I offered the following clpfd-based code for the recent question Segregating Lists in Prolog:
list_evens_odds([],[],[]).
list_evens_odds([X|Xs],[X|Es],Os) :-
X mod 2 #= 0,
list_evens_odds(Xs,Es,Os).
list_evens_odds([X|Xs],Es,[X|Os]) :-
X mod 2 #= 1,
list_evens_odds(Xs,Es,Os).
It is concise and pure, but can leave behind many unnecessary choice-points. Consider:
?- list_evens_odds([1,2,3,4,5,6,7],Es,Os).
Above query leaves behind a useless choice-point for every non-odd item in [1,2,3,4,5,6,7].
Using the reification technique demonstrated by @false in Prolog union for A U B U C can reduce the number of unnecessary choice-points. The implementation could change to:
list_evens_odds([],[],[]).
list_evens_odds([X|Xs],Es,Os) :-
if_(#<=>(X mod 2 #= 0), (Es=[X|Es0],Os= Os0),
(Es= Es0, Os=[X|Os0])),
list_evens_odds(Xs,Es0,Os0).
To directly interact with clpfd-reification the implementation of if_/3 could be adapted like this:
if_( C_1, Then_0, Else_0) :-
call(C_1,Truth01),
indomain(Truth01),
( Truth01 == 1 -> Then_0 ; Truth01 == 0, Else_0 ).
Of course, (=)/3 would also need to be adapted to this convention.
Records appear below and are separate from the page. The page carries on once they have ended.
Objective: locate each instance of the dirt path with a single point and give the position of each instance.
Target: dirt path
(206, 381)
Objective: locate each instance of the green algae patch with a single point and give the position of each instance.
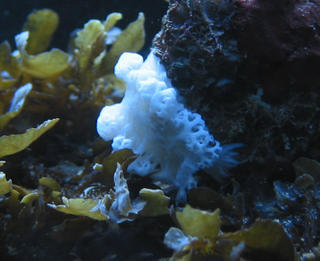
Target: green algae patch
(131, 40)
(157, 203)
(5, 185)
(265, 237)
(17, 142)
(16, 105)
(199, 223)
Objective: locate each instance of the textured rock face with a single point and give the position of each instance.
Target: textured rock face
(250, 68)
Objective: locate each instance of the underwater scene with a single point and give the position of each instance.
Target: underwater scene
(170, 130)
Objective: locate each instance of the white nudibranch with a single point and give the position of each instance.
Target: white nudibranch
(171, 141)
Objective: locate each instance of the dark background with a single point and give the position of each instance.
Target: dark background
(74, 13)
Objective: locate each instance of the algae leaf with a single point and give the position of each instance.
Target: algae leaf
(43, 65)
(79, 207)
(16, 104)
(14, 143)
(265, 237)
(5, 185)
(156, 202)
(87, 41)
(199, 223)
(130, 40)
So I wonder: Is using 0 and 1 as truth-values instead of false and true a good idea?
Am I missing problems along that road? Help, please! Thank you in advance!
In SWI-Prolog, you can use zcompare/3:
:- use_module(library(clpfd)).
list_evens_odds([], [], []).
list_evens_odds([X|Xs], Es, Os) :-
Mod #= X mod 2,
zcompare(Ord, 0, Mod),
ord_(Ord, X, Es0, Es, Os0, Os),
list_evens_odds(Xs, Es0, Os0).
ord_(=, X, Es0, [X|Es0], Os, Os).
ord_(<, X, Es, Es, Os0, [X|Os0]).
Example query:
?- list_evens_odds([1,2,3,4,5,6,7], Es, Os).
Es = [2, 4, 6],
Os = [1, 3, 5, 7].